With the introduction of partitions, how would the consumers subscribe to a particular partition? Would the consumers need to keep track of the partition number before reading? Kafka solves this with the concept of a consumer group.

Consumer Group

The previous sections described a simplistic approach to message consumption at the topic level without considering partitions. Now, with our data partitioned, we can fully leverage parallelization by deploying multiple consumers that read from specific partitions. These consumers are organized into a Kafka abstraction known as a Consumer Group. To group consumers, specify a group ID when creating the consumer, as shown below:

from kafka import KafkaConsumer

consumer = KafkaConsumer(

Kafka ensures that only a single consumer within a consumer group can read from a partition within a topic, preventing duplication of data for a given partition. This avoids potential race conditions in parallel processing, where multiple consumers within the same group might work on messages from different partitions simultaneously.

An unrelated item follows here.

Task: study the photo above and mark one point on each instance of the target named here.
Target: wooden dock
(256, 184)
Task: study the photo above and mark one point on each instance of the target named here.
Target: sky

If the number of consumers exceeds the number of partitions, surplus consumers remain idle until one of the consumers dies. Conversely, suppose we have a topic with 8 partitions and initially start 3 consumers in the same consumer group. During a rebalance, Kafka may assign each consumer to 2 partitions, leaving 2 partitions unassigned. If a fourth consumer is later added, Kafka will rebalance and assign each consumer to 2 partitions, achieving a balanced assignment. This opens up some interesting ideas:

Placing all consumers in a single group transforms Kafka into a queue, as a partition can only be read by one consumer in the group. On the other hand, placing each consumer in its own group makes Kafka act as a Pub/Sub system, allowing each group to access the same message.

Kafka designates one of the brokers as the group coordinator, responsible for decisions on partition assignment when new consumers join and reassignment when a consumer leaves. The coordinator, informed by periodic heartbeat requests from consumers, manages the dynamic state of the consumer group.